(Memphis) Some chose to watch the President's second Inauguration in a historic place.
They gathered at the National Civil rights Museum where a celebration was underway for Dr. Martin Luther King's 84th birthday.
“What kind of guy was he?” asked Reporter Sabrina Hall.
“A good guy who fought for his rights,” said 10-Year-Old Jasmine Gillium of Bartlett.
“Just to be out here and find out about history, it feels really good,” said Miracle Phillips, a 14-year-old with Victory Temple Missionary Baptist Church.
Phillips is part of a youth group with her church.
None of the kids in the group had ever visited the museum before, even though they were born and raised in Memphis.
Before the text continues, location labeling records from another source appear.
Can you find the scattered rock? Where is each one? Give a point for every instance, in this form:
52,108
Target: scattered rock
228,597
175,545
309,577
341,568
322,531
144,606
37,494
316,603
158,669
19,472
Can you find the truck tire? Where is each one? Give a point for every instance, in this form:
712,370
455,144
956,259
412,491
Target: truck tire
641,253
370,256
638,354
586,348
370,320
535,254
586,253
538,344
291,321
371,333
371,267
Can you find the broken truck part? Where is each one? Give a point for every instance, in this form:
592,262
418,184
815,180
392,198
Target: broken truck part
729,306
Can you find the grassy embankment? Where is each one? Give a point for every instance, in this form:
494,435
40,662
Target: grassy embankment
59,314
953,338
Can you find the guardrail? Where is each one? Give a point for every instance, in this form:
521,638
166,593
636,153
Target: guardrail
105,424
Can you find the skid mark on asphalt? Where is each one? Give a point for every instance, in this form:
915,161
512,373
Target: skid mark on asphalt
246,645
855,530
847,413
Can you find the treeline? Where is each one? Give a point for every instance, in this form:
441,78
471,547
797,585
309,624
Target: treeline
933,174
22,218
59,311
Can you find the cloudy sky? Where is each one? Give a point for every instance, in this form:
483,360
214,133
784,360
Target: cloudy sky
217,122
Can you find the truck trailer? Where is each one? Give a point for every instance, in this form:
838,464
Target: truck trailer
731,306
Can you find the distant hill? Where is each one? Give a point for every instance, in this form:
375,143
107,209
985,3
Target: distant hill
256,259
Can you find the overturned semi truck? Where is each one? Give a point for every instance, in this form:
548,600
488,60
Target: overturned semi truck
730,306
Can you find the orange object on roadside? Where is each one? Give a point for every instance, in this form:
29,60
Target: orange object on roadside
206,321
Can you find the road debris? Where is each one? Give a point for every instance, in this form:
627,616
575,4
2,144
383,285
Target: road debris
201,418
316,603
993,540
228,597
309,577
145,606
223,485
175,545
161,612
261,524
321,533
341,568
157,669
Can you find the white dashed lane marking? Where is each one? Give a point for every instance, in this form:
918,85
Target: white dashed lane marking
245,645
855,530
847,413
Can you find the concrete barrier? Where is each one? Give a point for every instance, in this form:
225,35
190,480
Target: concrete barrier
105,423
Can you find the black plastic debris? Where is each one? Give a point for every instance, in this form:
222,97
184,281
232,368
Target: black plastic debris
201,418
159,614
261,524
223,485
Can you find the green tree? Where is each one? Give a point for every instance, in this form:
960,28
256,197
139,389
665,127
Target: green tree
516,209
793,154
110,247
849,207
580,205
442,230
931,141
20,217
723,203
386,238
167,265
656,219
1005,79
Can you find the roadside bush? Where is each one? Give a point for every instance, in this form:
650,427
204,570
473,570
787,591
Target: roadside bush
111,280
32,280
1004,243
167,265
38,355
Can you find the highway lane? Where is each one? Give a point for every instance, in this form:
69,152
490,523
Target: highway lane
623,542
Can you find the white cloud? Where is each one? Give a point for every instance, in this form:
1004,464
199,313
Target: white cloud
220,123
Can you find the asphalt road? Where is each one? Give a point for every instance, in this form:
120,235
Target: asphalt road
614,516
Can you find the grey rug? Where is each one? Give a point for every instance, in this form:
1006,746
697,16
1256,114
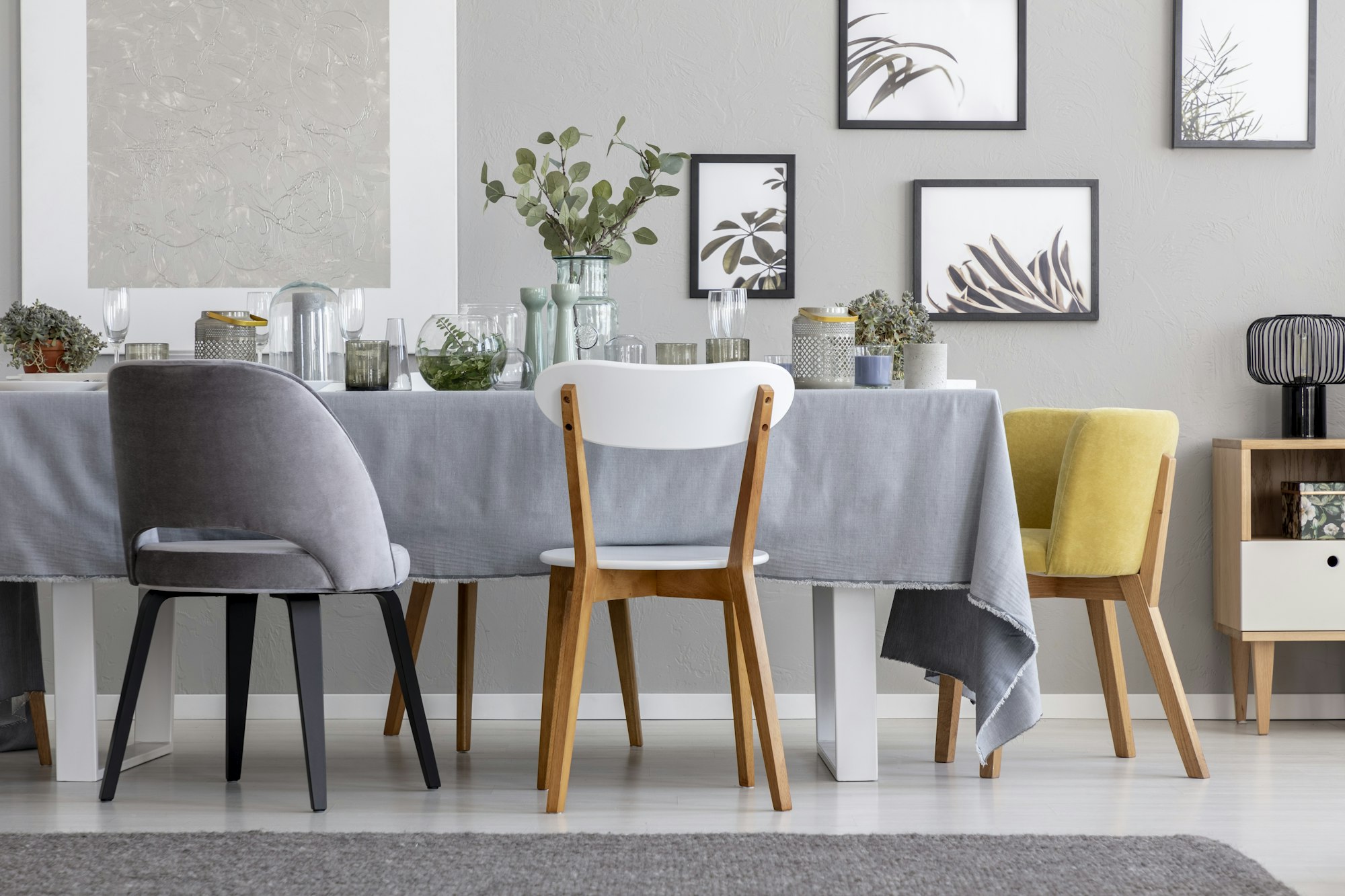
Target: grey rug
778,864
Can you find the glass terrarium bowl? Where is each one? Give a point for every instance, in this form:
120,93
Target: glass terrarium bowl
454,353
305,333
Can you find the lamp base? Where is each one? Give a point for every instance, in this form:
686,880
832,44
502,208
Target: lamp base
1303,412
“They have learned what their ancestors did to fight for them to actually be here,” said Youth Minister Corea Yates.
They had the chance to see an exhibit unveiled Monday for the first time called "Freedom Sisters."
It features 20 African-American women who changed our world for the better.
Behind the display, some took a seat to hear President Barack Obama's inauguration speech.
“It’s definitely history to be able to see the inauguration right here at the Civil Rights Museum,” said Ray Chellet Williamson.
“You couldn't have had two better things come together on the same day,” said Barbara Andrews, the director of education for the National Civil Rights Museum.
And people lined-up to be a part of it.
Even though the museum itself is closed for renovations, many showed their respect and admiration for Dr. King outside, for all to see.
“Oh, it’ electric,” said Andrews. “It`s cold outside but the energy is hot out here. People are really excited to be here and we are really excite to see them.”
The event wrapped-up at 6 p.m. but if you would like to visit the Freedom Sister's exhibit, that's going to be on display for the rest of year.
It's in the building across from the Lorraine Motel.